Perform aggregation of sales volume by Planning Area and by Property Type.
df<- df %>%
group_by(`Planning Area`, `Property Type`) %>%
summarize(`Sales Volume` = sum(`No. of Units`, na.rm=TRUE))
Next, perform aggregation of sales volume by Planning Area for all Property Type and save it to a new dataframe called df2.
df2<- df %>%
group_by(`Planning Area`) %>%
summarize(`Sales Volume` = sum(`Sales Volume`, na.rm=TRUE))
df2$`Property Type` <- 'All Property Types'
Concatenate the 2 dataframes, df and df2.
df <- rbind(df,df2)
Join the geographical data and the attribute data according to the planning areas. Prior to that, we need to ensure the case used for the string text in the joining identifier columns (i.e.’PLN_AREA_N’, ‘Planning Area’) are the same.
df$'Planning Area'<- toupper(df$'Planning Area')
mppa_df <-left_join(mppa,df,
by = c('PLN_AREA_N'= 'Planning Area'))
Assign the column Planning Area as the first column in merged dataframe to be used as the header in the pop-up for the interactive views.
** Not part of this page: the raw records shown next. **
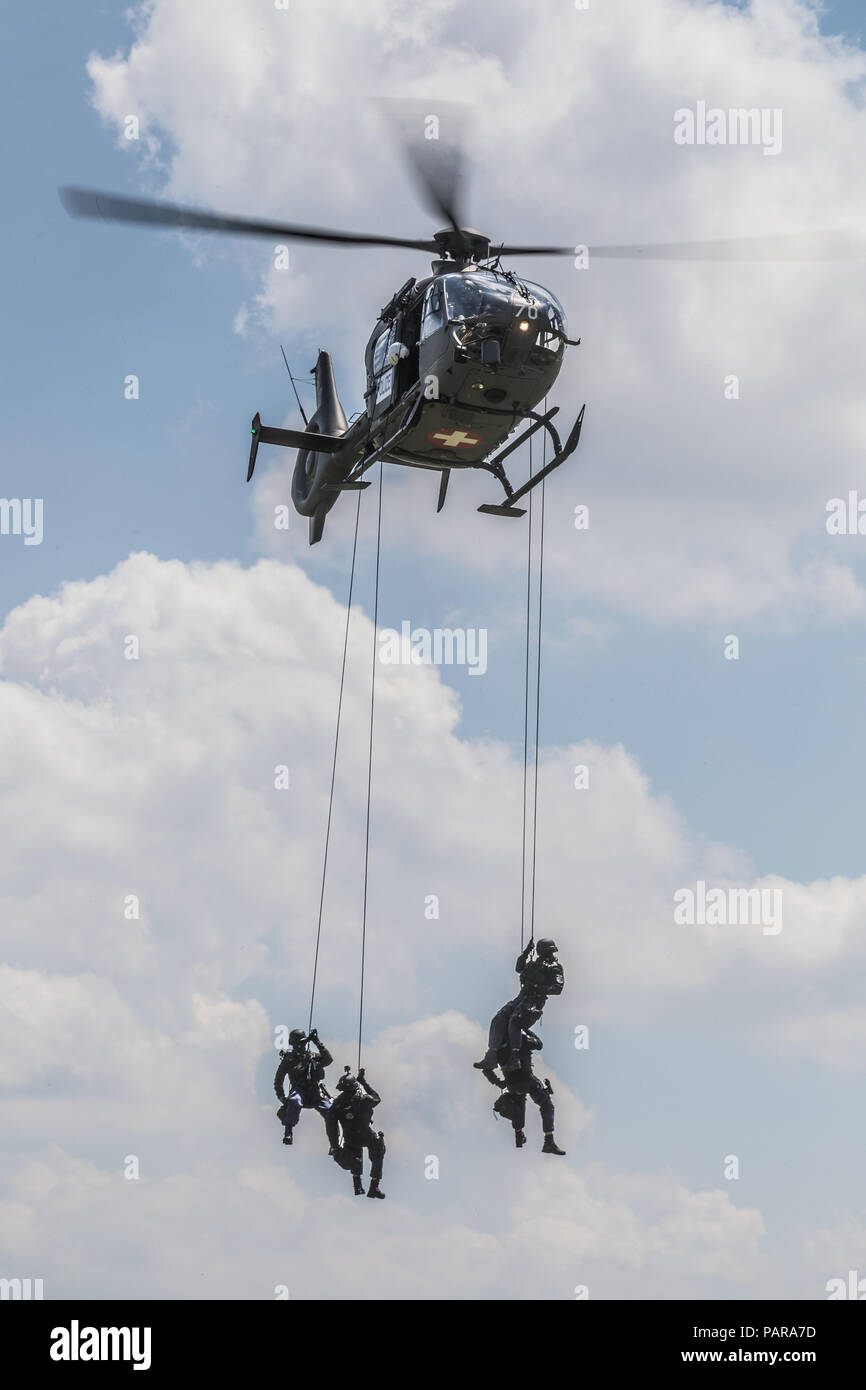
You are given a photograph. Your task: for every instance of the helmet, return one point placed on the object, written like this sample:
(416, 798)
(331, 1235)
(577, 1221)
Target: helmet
(545, 948)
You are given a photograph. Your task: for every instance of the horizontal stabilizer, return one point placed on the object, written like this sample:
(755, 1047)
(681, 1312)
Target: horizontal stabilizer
(298, 438)
(502, 510)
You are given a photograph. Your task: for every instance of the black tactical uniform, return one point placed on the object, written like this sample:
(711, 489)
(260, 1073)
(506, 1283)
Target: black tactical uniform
(349, 1119)
(540, 977)
(305, 1066)
(520, 1082)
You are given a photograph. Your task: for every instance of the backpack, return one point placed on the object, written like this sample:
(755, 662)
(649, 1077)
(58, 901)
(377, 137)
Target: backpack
(508, 1105)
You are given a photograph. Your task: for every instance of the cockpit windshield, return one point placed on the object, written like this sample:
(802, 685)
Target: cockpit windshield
(483, 303)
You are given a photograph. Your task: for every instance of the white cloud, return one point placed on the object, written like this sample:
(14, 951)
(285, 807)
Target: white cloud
(152, 1036)
(702, 509)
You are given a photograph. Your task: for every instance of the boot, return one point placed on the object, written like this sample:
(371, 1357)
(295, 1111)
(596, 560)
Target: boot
(549, 1146)
(489, 1075)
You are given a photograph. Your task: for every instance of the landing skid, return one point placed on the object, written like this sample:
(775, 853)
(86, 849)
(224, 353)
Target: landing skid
(560, 453)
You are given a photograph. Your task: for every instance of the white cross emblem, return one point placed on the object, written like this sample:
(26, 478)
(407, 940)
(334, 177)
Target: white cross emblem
(456, 439)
mppa_df$OBJECTID <- mppa_df$`Planning Area`
The following codes are used to plot the DataViz.
tmap_mode("view")
tm_shape(mppa_df)+
tm_polygons('Sales Volume')+
tm_facets(by='Property Type', sync = TRUE, ncol = 2, drop.NA.facets = TRUE,
scale.factor=1)+
tmap_options(limits=c(facets.view=8))+
tm_view(alpha=0.5,
view.legend.position = c("right", "bottom"),
text.size.variable =TRUE)
The interactive DataViz comprises of 7 interactive views for private properties sales volume in 1H2020. The first view shows the total sales volume in each planning areas and the subsequent 6 views shows the sales volume for each property type in each planning areas. It can be observed that Tampines area has the highest sales volume and it was contributed mainly from the sales of Condominiums. Coincidentally, sales volume of Condominiums was also the highest in Tampines as compared to other planning areas.By looking at different views, one can observed that the planning areas with the highest sales volume for Apartment, Executive Condominiums and Terrace House were Downtown Core, Sembawang and Serangoon respectively.